Sebagai penulis yang memiliki sisi kemisteriusan, Bhanu sangat sulit dijangkau pembacanya. Ia tak memiliki sosial media apa pun. Pembaca hanya bisa melihat Bhanu di peluncuran buku atau seminar-seminar kepenulisan. Oleh karena itu, Binna mengambil kesempatan kepada pembaca loyal yang mau membayar sejumlah uang agar bertemu, berfoto dan memiliki tanda tangan sang kakak. Dan ini bukanlah yang pertama, adiknya itu sudah memperalat Bhanu sejak lama. Dari yang hanya ucapan selamat ulang tahun kepada pembaca sampai hadir di acara pernikahan salah satu pembacanya, tentu saja keuntungan seratus persen milik sang adik. Meski terlihat misterius dan membatasi interaksi dengan pembaca, sebenarnya Bhanu tidak merasa terbebani, ia merasa senang melihat wajah-wajah yang mencintai karyanya. Hanya saja, Bhanu lebih ingin cintai karyanya daripada fisiknya.
“Dapat berapa kamu?”
Binna menyengir, “Satu orang lima puluh ribu, dengan treatment selfie, sign and hug.”
“Peluk?”
“Eh, eh, apa iku peluk-peluk?” sahut Nawang.
“Binna ‘ngejual’ Bhanu lagi, Bu,” kata Bhanu sambil menata catatannya di rak buku.
Sebelum Nawang mengeluarkan kata-kata mutiara, Binna langsung meloncat ke arah sang ibu dan menggelayut di lengannya. “Kali ini para senior Binna, Bu, dari fakultas kedokteran. Ya siapa tahu salah satunya bisa jadi jodoh Mas Bhanu.
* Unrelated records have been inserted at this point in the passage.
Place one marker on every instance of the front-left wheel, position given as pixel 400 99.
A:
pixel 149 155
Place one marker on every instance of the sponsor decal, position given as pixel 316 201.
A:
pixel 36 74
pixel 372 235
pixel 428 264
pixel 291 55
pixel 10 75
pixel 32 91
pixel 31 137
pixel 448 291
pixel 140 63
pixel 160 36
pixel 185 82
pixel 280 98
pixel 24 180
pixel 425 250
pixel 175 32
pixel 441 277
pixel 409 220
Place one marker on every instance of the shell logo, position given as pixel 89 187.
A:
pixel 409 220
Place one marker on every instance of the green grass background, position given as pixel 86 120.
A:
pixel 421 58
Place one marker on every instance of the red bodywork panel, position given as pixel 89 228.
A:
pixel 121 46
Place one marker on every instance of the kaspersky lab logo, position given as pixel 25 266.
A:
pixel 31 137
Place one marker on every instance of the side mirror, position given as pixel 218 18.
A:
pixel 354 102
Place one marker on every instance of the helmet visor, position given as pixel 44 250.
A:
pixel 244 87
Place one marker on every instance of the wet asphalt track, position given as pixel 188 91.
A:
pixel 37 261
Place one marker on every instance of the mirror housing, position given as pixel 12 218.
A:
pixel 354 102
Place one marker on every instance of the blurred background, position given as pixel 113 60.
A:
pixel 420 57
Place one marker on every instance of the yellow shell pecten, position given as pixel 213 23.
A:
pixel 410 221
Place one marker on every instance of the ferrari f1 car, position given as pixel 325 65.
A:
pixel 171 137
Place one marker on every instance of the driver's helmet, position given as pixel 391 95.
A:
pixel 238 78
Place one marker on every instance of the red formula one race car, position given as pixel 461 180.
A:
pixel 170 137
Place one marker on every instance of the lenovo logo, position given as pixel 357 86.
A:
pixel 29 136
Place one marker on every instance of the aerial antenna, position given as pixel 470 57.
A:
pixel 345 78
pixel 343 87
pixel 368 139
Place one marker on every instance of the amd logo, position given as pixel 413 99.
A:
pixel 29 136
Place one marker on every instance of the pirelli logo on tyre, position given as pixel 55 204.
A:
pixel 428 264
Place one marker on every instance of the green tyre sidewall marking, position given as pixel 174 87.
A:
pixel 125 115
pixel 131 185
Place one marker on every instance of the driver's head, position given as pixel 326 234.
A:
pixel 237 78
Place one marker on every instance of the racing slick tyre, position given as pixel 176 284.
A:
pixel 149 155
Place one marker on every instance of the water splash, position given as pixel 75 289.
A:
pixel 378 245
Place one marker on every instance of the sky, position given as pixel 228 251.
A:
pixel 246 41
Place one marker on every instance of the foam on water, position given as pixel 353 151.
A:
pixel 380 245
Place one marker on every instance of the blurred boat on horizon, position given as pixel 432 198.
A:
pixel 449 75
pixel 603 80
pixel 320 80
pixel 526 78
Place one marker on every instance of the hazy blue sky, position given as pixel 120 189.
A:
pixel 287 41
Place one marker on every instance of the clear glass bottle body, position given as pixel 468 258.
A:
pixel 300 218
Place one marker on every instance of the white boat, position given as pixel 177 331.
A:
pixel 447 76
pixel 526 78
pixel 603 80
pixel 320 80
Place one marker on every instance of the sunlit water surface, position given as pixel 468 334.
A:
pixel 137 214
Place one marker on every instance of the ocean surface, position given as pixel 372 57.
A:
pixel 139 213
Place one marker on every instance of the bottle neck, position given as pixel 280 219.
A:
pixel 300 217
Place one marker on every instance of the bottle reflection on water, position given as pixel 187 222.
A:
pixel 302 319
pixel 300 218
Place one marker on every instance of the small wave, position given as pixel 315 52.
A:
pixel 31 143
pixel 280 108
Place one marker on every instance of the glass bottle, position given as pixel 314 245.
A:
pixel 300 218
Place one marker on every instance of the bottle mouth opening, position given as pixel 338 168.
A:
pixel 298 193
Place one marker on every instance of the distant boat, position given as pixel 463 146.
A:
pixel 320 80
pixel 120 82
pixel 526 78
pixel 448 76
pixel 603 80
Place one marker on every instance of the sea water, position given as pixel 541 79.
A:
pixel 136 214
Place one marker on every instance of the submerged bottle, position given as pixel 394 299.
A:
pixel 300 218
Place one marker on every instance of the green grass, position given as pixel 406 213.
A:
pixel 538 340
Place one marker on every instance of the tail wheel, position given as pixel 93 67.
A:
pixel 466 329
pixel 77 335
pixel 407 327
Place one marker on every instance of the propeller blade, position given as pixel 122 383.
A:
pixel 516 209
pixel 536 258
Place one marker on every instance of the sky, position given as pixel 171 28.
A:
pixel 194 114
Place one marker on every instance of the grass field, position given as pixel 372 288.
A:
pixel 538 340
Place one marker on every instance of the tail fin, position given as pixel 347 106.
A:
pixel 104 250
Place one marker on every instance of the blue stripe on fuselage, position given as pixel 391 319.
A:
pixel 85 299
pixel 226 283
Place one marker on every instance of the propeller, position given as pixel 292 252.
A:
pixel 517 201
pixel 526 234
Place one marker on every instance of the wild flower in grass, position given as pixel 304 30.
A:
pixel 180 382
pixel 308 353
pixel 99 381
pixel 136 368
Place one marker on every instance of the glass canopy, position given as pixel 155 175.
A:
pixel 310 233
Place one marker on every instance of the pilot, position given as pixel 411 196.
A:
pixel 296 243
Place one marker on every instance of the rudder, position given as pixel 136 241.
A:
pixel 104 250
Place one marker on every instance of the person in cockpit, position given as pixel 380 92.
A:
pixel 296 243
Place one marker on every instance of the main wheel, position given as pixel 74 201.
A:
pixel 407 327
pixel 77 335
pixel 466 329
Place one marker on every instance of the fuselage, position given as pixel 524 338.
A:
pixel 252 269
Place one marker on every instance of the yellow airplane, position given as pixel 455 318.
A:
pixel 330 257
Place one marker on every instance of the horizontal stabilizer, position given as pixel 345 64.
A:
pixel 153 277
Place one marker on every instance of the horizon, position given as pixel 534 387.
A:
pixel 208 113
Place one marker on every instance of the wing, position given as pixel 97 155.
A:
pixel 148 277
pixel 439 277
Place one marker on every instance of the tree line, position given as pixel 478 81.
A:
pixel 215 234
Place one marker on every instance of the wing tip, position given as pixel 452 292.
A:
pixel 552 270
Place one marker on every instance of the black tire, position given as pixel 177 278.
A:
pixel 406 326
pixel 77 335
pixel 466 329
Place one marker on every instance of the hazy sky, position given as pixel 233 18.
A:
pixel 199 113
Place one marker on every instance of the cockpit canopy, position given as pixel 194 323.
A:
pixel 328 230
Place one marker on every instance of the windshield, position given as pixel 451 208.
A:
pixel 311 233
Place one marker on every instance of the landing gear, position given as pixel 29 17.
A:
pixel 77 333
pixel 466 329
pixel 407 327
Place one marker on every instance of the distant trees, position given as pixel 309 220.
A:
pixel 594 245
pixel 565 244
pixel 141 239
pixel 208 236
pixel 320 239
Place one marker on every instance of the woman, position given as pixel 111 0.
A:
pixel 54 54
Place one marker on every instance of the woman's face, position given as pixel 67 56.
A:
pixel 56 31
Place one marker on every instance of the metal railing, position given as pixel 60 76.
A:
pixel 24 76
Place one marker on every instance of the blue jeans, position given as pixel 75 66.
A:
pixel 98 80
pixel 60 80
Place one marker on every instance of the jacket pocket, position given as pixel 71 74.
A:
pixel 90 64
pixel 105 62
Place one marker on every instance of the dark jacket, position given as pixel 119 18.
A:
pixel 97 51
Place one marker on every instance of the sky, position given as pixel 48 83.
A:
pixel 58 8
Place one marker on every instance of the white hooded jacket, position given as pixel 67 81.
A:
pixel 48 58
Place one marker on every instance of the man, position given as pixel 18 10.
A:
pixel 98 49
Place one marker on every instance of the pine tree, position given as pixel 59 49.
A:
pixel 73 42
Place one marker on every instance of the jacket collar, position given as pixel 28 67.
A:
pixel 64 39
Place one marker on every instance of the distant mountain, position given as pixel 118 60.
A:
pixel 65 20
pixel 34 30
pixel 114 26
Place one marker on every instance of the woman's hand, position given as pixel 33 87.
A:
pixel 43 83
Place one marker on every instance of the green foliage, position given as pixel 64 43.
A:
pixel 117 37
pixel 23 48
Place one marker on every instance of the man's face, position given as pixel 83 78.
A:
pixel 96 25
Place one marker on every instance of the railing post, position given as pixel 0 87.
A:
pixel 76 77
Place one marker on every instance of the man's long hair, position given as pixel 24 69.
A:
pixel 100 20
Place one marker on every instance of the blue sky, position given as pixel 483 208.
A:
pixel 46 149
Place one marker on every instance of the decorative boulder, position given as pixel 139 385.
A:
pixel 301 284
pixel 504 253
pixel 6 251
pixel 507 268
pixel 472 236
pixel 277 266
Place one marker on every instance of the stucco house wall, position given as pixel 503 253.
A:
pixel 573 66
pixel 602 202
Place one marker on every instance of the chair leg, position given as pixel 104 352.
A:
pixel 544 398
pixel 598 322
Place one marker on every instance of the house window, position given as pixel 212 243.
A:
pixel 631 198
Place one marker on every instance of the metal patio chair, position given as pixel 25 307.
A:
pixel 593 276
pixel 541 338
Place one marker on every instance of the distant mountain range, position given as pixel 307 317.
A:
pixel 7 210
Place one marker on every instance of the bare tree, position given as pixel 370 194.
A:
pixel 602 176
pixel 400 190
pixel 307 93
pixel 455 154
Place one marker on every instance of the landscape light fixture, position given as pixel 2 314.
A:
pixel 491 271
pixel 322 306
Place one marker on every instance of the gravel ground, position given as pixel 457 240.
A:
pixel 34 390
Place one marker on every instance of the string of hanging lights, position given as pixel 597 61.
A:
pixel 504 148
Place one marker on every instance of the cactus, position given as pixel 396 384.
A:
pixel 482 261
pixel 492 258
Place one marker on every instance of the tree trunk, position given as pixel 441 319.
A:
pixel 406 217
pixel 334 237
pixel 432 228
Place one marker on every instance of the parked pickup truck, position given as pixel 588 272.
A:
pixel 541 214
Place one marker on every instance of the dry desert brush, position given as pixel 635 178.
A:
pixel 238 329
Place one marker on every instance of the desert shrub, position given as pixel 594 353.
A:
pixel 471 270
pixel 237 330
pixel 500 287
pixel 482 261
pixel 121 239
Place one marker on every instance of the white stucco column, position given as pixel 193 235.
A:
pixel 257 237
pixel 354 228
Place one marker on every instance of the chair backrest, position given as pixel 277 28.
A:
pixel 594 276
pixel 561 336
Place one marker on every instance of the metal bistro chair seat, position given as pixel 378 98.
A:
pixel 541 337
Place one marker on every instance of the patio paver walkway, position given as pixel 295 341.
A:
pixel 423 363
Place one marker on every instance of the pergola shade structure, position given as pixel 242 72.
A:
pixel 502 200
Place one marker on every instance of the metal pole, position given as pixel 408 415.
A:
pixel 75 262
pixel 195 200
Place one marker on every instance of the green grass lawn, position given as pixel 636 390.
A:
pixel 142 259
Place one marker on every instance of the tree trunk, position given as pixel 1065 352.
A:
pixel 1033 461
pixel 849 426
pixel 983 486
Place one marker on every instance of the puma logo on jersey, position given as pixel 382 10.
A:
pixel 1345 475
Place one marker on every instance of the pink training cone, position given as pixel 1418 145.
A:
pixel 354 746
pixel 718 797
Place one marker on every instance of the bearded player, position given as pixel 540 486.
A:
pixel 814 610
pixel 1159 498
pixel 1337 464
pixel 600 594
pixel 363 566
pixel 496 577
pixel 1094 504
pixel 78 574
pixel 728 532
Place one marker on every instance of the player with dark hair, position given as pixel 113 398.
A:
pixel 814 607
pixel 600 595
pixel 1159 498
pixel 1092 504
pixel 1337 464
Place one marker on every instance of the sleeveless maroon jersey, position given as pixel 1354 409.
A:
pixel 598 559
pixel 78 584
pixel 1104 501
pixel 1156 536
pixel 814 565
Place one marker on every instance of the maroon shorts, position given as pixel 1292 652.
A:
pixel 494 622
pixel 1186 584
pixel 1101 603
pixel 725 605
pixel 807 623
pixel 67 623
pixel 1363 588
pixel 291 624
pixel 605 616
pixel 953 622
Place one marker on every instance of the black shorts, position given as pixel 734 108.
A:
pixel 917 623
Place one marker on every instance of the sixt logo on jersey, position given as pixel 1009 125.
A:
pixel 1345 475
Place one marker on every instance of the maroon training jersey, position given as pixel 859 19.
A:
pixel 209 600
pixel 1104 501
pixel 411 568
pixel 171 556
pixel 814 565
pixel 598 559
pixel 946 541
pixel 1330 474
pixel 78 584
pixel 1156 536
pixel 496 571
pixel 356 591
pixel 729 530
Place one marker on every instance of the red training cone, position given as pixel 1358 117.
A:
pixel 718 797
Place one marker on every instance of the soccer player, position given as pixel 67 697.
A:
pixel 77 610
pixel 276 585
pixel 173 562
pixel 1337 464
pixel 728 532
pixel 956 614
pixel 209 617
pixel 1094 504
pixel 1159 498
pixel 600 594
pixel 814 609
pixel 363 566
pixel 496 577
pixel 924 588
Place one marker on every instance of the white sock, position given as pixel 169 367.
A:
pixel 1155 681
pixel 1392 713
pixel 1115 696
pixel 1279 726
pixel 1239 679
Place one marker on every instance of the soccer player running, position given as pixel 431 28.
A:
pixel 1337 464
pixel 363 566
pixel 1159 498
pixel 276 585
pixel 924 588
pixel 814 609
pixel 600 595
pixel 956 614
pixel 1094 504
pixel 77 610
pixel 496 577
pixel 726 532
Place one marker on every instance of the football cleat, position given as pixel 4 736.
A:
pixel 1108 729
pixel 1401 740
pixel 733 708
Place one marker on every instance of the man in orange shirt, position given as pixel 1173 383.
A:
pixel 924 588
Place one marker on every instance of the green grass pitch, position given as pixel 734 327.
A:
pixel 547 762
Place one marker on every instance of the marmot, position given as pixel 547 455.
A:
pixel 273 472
Ih, bayangin punya mantu dokter, Bu, keren, kan?” rayu gadis tujuh tahun lebih muda dari Bhanu itu
Wajah ibu yang mula mau memarahi Binna itu berubah ketika mendengar kata ‘jodoh Mas Bhanu’, rautnya kini sama-sama berbinar dengan Binna. “Ide bagus tuh, Le. Turutin aja adikmu.”